D = [mean([gauss(0.01, 1) for x in range(1000)]) for x in range(1000)]
print mean(D)
hist(D, 30)
0.0107593259445
(array([ 1., 2., 4., 11., 12., 10., 25., 35., 41., 54., 63., 65., 83., 78., 100., 77., 80., 73., 53., 34., 36., 29., 19., 7., 5., 2., 0., 0., 0., 1.]), array([-0.08494238, -0.07810073, -0.07125907, -0.06441742, -0.05757576, -0.0507341 , -0.04389245, -0.03705079, -0.03020913, -0.02336748, -0.01652582, -0.00968416, -0.00284251, 0.00399915, 0.01084081, 0.01768246, 0.02452412, 0.03136578, 0.03820743, 0.04504909, 0.05189074, 0.0587324 , 0.06557406, 0.07241571, 0.07925737, 0.08609903, 0.09294068, 0.09978234, 0.106624 , 0.11346565, 0.12030731]), <a list of 30 Patch objects>)
Pretty good, but not good enough actually. If we have four times as many "people" in each group, and do that 4 times fewer times, we still have 1,000,000 draws. It's a general rule (especially for the normal distribution) that when we do this our error will get smaller by a factor of 2. Let's try it and see!

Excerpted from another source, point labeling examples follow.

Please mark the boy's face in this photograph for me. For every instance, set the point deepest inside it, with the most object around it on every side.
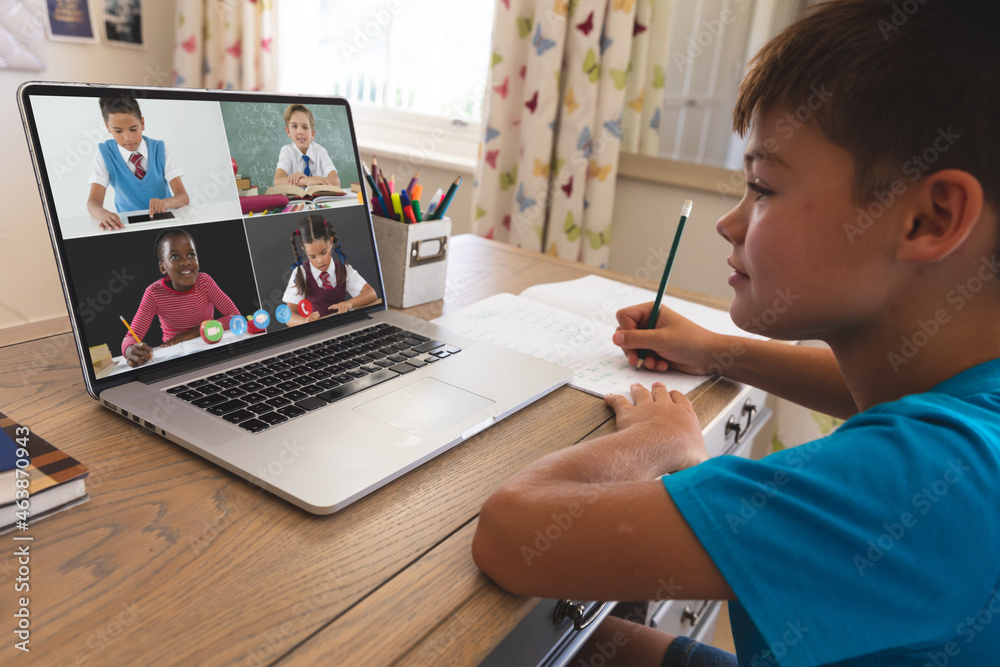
(318, 253)
(300, 130)
(179, 262)
(797, 272)
(126, 129)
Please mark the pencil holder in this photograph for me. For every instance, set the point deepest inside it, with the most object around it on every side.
(414, 260)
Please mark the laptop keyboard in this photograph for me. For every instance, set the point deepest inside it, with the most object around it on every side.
(272, 391)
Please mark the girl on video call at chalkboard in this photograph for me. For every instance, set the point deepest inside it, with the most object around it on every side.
(329, 279)
(303, 162)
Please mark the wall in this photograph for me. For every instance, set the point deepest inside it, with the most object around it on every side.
(29, 282)
(645, 219)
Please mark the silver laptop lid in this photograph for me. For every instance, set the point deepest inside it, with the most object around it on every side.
(221, 268)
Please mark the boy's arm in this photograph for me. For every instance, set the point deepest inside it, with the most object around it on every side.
(804, 375)
(553, 529)
(179, 198)
(95, 206)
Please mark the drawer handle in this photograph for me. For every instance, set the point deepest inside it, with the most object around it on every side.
(748, 412)
(567, 609)
(693, 616)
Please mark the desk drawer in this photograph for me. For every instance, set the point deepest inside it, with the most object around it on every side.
(538, 641)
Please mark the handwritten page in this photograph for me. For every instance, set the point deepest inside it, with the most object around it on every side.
(571, 323)
(579, 343)
(597, 298)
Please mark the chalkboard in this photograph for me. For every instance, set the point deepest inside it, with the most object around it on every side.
(256, 133)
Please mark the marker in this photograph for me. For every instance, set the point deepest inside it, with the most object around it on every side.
(137, 339)
(446, 202)
(435, 200)
(397, 206)
(651, 324)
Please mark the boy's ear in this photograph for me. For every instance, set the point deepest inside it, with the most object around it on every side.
(947, 206)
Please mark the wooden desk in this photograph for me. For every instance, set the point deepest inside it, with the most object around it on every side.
(175, 561)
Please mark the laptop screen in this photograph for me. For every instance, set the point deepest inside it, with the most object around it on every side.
(190, 222)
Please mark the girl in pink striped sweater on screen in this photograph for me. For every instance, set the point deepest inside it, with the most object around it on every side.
(183, 298)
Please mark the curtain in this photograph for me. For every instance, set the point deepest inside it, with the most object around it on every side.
(562, 75)
(226, 44)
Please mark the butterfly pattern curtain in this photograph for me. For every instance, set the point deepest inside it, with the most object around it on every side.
(560, 79)
(225, 44)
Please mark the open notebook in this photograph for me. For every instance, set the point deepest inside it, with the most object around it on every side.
(571, 324)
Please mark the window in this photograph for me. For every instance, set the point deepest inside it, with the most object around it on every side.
(427, 57)
(710, 41)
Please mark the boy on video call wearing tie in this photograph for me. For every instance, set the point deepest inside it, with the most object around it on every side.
(139, 168)
(303, 162)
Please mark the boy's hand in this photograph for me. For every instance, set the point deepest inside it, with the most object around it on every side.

D2 = [mean([gauss(0.01, 1) for x in range(4000)]) for x in range(250)]
print mean(D2)
hist(D2, 30)
0.00964399175911
(array([ 1., 1., 3., 2., 1., 1., 5., 5., 9., 9., 14., 10., 17., 19., 17., 19., 22., 22., 13., 11., 8., 15., 6., 5., 4., 3., 2., 1., 4., 1.]), array([-0.03798015, -0.03490851, -0.03183687, -0.02876523, -0.02569359, -0.02262195, -0.01955031, -0.01647867, -0.01340703, -0.01033539, -0.00726375, -0.00419211, -0.00112047, 0.00195118, 0.00502282, 0.00809446, 0.0111661 , 0.01423774, 0.01730938, 0.02038102, 0.02345266, 0.0265243 , 0.02959594, 0.03266758, 0.03573922, 0.03881086, 0.0418825 , 0.04495414, 0.04802578, 0.05109742, 0.05416906]), <a list of 30 Patch objects>)
we still have about a 0.03 or 0.04 spread in each direction, and we want it to be more like a 0.01 spread. We need 16 times more data in our sample.
4000*16
64000
In other words, if we have 100,000 people in each group, we're probably fine.